This repository is part of a series of basic implementations that I'm going to persist in this platform as a personal reference of how to design certain algorithms.
A n-charaters length word based on m-elements alphabet counter is sometimes a very useful tool to solve certain kind of problems.
For example, we are all familiar with permutations of 0's and 1's:
0 | 0 | 0 |
0 | 0 | 1 |
0 | 1 | 0 |
0 | 1 | 1 |
1 | 0 | 0 |
1 | 0 | 1 |
1 | 1 | 0 |
1 | 1 | 1 |
(alphabet = 2 elements [0,1]; word = 3 characters length; alphabet^word = 8 permutations)
But, what if we need base 4 permutations of the same length?. It would look like this:
0 | 0 | 0 |
0 | 0 | 1 |
0 | 0 | 2 |
0 | 0 | 3 |
0 | 1 | 0 |
0 | 1 | 1 |
0 | 1 | 2 |
0 | 1 | 3 |
0 | 2 | 0 |
... | ... | ... |
3 | 3 | 0 |
3 | 3 | 1 |
3 | 3 | 2 |
3 | 3 | 3 |
(alphabet = 4 elements [0,1,2,3]; word = 3 characters length; alphabet^word = 64 permutations)
Well, there are two basic ways to implement this.
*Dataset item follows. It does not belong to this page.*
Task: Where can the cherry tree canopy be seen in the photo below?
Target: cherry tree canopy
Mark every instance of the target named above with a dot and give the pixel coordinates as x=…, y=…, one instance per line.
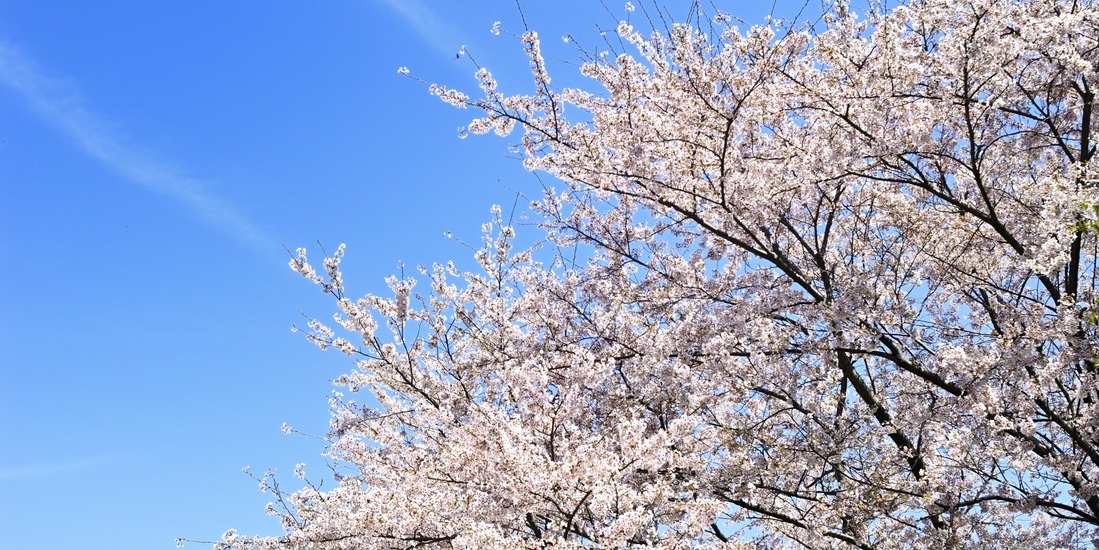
x=811, y=285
The "easy" one is using recursion, and the less intuitive using traditional loops.
Let's have a look of booth methods.
The previous example of permutations using an alphabet of 4 elements [0,1,2,3]; and a word length = 3, if recursion is used the execution of the algorithm would look like this:
The implementation is very simple:
static void genericCounterRecursive(int level, int maxLevel, int[] sequence) {
if (level == 0) {
/*word completed, do something with it.*/
return;
}
for (int i=0; i<alphabet.length; i++) {
sequence[maxLevel - level] = alphabet[i];
genericCounterRecursive(level-1, maxLevel, sequence);
}
}
On the other hand, if we try to solve this using simple loops, the implementation is a little tricky:
static void genericCounterNonRecursive(int maxLevel, int[] sequence) {
/*first word, do something with it.*/
int alphaLen = alphabet.length - 1;
int ptr = 0;
while (ptr >= 0) {
ptr = maxLevel;
if (sequence[maxLevel] < alphaLen) {
sequence[maxLevel]++;
/*word completed, do something with it.*/
} else {
while (ptr >= 0 && sequence[ptr] == alphaLen) {
sequence[ptr] = 0;
ptr--;
}
if (ptr >= 0 && sequence[ptr] < alphaLen) {
sequence[ptr]++;
/*word completed, do something with it.*/
}
}
}
}
However, the execution looks simpler:
There is a huge difference between the two methods in terms of execution time.
The blue line represents the amount of permutations generated per millisecond for different characters length words, using recursion.
The orange line represents the amount of permutations generated per millisecond for different characters length words, using simple loops.
As you can see, for 8 or less characters length words, the execution time is more or less the same for both methods, but for larger words, the simple loops method is FAR faster generating permutations (more than 800,000 permutations per millisecond, compared to the 200,000 on avg using recursion).
Although recursion leads to cleaner code and simpler debugging, sometimes is not necessarily the more efficient method to address a problem.
There is a script named compile.sh
that you can use in order to compile and package the project. Or, just execute the following command: mvn clean compile assembly:single
.
The JAR file is created at counter/target
, just execute a java -jar <jar file generated>
Parallel Processing perhaps?, A comparision among different programming languages would be nice also.